- ILL-VERSUS WELL-POSED SINGULAR LINEAR SYSTEMS: SCOPE OF RANDOMIZED ALGORITHMS
- Sen, S.K. ; Agarwal, Ravi P. ; Shaykhian, Gholam Ali ;
- Journal of applied mathematics & informatics, volume 27, issue 3_4, 2009, Pages 621~638
Abstract
The linear system Ax = b will have (i) no solution, (ii) only one non-trivial (trivial) solution, or (iii) infinity of solutions. Our focus will be on cases (ii) and (iii).

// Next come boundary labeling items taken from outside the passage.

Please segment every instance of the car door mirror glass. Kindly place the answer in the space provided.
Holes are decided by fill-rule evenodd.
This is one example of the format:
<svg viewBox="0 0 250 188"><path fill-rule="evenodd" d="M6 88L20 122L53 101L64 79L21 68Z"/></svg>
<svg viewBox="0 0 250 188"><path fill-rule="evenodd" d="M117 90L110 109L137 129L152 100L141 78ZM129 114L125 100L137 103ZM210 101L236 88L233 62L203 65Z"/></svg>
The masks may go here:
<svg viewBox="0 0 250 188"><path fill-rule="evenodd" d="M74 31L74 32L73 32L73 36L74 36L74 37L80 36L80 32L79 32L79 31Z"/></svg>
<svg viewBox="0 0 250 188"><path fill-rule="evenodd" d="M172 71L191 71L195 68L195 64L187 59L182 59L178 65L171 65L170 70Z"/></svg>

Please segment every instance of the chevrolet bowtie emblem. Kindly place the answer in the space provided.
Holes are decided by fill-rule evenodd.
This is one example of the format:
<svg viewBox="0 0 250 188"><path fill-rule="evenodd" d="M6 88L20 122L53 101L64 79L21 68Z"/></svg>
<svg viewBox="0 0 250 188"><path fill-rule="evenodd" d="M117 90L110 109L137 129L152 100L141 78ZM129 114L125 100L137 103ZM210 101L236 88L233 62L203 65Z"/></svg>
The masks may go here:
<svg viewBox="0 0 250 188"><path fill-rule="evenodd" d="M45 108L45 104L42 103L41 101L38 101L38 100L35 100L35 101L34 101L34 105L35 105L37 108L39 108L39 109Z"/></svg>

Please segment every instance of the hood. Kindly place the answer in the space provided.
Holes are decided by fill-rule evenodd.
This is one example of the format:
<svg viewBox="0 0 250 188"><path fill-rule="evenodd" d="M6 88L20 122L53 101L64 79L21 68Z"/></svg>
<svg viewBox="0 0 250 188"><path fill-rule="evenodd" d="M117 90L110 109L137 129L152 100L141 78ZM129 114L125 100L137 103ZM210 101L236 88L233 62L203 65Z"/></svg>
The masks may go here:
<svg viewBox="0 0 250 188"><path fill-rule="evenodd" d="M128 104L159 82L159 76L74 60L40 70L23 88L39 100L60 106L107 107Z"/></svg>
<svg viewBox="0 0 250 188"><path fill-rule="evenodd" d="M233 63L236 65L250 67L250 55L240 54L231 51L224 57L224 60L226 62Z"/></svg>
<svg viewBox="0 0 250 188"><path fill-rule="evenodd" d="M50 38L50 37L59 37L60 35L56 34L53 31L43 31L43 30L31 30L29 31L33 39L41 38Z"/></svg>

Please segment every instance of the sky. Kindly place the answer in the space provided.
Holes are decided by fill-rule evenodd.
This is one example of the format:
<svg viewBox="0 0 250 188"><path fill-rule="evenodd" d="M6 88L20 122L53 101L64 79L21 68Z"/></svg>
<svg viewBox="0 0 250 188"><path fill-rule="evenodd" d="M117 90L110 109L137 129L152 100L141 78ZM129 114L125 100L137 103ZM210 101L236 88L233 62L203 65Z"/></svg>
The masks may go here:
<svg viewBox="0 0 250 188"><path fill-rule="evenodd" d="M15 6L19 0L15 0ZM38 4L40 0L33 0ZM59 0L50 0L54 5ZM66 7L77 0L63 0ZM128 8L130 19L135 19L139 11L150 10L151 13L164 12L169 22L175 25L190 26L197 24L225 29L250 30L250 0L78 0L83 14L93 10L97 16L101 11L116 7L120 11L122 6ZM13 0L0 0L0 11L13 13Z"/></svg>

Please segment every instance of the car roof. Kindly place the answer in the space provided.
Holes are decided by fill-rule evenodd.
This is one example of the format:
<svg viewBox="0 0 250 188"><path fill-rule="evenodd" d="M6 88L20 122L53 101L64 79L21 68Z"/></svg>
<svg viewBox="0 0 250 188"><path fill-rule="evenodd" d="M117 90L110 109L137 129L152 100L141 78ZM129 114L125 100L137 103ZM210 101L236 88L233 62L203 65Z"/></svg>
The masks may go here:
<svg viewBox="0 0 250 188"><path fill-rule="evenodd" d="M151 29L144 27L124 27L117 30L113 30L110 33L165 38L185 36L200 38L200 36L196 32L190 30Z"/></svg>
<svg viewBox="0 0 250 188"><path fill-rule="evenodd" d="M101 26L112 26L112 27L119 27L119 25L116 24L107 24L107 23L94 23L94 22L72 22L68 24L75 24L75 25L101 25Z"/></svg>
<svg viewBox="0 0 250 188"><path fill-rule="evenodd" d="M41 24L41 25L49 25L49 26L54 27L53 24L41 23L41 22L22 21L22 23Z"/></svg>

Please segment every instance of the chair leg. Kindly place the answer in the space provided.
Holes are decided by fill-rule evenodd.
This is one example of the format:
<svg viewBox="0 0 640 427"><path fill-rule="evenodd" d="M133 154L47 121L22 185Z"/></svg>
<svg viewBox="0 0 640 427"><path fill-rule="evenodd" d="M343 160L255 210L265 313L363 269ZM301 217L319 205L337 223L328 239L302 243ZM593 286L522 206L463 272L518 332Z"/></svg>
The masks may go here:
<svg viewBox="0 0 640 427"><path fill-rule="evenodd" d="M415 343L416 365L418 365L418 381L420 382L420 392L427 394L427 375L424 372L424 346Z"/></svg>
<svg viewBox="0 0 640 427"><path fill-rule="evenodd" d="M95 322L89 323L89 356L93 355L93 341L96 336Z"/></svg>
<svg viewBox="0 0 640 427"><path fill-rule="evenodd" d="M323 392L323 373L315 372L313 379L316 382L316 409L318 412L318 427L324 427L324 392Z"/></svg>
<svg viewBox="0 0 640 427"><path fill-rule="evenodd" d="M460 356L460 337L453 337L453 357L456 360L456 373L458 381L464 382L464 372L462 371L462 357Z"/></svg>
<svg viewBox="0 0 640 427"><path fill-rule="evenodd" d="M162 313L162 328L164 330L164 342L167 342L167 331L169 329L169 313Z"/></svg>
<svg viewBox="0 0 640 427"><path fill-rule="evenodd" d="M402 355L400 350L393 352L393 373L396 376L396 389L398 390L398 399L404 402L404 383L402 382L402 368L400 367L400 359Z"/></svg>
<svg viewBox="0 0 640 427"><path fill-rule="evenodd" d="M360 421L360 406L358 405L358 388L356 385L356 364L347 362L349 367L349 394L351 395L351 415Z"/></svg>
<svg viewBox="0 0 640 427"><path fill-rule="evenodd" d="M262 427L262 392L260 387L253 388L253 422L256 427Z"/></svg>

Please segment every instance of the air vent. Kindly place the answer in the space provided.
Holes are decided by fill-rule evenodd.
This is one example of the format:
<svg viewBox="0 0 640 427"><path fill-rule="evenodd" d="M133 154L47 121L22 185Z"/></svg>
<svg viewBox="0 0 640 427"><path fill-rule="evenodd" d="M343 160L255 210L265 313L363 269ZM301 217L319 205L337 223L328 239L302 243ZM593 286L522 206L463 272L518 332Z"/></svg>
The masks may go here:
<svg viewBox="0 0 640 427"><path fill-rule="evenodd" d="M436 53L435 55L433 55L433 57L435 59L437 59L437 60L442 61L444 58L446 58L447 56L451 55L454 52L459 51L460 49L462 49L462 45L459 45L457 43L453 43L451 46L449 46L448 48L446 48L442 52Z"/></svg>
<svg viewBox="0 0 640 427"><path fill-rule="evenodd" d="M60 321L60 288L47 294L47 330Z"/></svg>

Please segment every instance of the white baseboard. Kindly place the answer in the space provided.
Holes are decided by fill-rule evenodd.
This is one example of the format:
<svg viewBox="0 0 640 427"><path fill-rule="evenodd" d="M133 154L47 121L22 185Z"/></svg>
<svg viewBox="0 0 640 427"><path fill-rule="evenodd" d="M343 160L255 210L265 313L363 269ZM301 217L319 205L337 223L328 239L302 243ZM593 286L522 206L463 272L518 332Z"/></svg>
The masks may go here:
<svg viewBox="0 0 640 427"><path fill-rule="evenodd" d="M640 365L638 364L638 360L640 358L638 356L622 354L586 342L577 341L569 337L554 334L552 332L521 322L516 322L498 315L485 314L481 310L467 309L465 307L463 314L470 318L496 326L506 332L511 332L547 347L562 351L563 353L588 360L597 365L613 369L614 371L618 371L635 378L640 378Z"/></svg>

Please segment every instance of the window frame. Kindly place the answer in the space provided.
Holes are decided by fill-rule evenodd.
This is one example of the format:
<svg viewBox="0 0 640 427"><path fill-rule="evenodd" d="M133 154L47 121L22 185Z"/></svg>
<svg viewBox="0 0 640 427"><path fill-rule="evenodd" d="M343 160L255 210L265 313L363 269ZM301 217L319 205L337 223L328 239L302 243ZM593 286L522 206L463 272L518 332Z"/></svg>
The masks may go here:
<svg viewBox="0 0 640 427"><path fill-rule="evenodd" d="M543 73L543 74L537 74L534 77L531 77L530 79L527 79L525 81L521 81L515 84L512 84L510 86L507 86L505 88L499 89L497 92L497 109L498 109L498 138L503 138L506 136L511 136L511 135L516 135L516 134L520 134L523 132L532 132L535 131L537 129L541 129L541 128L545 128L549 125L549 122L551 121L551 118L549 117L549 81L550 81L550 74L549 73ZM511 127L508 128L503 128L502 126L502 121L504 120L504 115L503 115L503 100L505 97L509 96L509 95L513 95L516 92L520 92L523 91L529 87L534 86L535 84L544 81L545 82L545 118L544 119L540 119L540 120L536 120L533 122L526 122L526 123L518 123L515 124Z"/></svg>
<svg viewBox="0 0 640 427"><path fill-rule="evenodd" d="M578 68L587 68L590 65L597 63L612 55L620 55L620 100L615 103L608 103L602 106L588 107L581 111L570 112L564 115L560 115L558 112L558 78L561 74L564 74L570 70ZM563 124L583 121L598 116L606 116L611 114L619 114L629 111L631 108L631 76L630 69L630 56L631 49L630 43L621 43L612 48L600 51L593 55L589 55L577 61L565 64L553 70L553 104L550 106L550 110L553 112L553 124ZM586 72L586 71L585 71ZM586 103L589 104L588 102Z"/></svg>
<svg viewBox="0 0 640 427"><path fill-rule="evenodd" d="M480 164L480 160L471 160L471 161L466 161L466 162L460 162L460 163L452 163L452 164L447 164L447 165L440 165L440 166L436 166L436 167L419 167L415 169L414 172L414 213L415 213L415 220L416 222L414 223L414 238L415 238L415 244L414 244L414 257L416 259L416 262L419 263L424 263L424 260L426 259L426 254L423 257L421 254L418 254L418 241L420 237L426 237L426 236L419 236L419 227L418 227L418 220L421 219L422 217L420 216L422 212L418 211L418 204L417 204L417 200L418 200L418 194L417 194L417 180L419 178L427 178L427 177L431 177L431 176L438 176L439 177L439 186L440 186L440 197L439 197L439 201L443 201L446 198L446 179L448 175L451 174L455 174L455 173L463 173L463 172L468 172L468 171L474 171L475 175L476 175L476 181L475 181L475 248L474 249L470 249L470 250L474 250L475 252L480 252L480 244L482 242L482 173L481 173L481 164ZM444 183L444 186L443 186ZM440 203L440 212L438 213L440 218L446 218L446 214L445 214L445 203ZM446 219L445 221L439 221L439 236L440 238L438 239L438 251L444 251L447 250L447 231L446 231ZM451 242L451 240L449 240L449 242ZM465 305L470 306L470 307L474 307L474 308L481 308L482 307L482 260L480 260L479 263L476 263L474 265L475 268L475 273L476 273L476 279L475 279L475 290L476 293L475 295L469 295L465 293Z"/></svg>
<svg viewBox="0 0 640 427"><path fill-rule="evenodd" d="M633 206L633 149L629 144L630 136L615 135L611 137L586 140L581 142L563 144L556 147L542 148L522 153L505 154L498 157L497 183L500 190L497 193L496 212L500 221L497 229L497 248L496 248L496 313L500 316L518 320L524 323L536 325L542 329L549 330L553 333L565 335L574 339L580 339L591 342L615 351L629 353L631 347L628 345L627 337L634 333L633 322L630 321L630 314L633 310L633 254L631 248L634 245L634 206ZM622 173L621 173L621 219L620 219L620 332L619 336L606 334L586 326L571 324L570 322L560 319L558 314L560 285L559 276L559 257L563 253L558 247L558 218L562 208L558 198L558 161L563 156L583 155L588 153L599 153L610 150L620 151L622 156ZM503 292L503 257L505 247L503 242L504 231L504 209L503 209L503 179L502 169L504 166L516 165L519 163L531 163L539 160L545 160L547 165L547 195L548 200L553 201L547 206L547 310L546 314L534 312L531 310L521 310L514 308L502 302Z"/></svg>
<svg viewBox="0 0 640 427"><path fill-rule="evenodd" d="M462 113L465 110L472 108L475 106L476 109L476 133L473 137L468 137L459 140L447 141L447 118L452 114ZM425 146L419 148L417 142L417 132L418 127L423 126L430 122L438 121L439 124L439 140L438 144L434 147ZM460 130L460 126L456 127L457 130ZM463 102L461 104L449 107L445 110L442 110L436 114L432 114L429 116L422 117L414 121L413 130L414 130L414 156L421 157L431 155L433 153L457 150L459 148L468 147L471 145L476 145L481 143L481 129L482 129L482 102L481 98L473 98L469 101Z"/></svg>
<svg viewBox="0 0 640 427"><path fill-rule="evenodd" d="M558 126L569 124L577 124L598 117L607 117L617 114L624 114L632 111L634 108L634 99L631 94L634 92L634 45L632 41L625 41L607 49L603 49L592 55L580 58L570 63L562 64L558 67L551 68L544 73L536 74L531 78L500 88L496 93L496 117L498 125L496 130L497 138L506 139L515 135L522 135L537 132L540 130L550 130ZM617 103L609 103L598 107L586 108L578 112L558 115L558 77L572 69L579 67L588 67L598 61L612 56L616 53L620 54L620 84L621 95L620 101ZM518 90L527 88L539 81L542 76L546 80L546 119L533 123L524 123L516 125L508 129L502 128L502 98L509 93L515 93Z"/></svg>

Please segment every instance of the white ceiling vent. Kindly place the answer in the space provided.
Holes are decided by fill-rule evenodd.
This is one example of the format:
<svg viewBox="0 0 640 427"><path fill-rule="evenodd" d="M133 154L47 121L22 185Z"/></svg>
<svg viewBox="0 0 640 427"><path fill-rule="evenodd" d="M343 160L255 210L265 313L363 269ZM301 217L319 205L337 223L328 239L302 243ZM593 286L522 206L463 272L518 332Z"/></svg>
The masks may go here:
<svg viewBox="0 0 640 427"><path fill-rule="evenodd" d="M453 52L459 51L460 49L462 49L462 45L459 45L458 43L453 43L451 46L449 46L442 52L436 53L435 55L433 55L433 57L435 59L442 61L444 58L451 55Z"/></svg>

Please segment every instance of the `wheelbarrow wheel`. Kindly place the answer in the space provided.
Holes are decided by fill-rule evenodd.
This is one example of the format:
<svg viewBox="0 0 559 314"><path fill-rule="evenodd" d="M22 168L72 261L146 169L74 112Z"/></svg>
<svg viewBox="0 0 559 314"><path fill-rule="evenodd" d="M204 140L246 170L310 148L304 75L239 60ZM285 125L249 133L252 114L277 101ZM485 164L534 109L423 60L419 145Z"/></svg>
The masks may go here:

The mathematical models of many real-world problems give rise to (a) ill-conditioned linear systems, (b) singular linear systems (A is singular with all its linearly independent rows are sufficiently linearly independent), or (c) ill-conditioned singular linear systems (A is singular with some or all of its strictly linearly independent rows are near-linearly dependent). This article highlights the scope and need of a randomized algorithm for ill-conditioned/singular systems when a reasonably narrow domain of a solution vector is specified. Further, it stresses that with the increasing computing power, the importance of randomized algorithms is also increasing. It also points out that, for many optimization linear/nonlinear problems, randomized algorithms are increasingly dominating the deterministic approaches and, for some problems such as the traveling salesman problem, randomized algorithms are the only alternatives.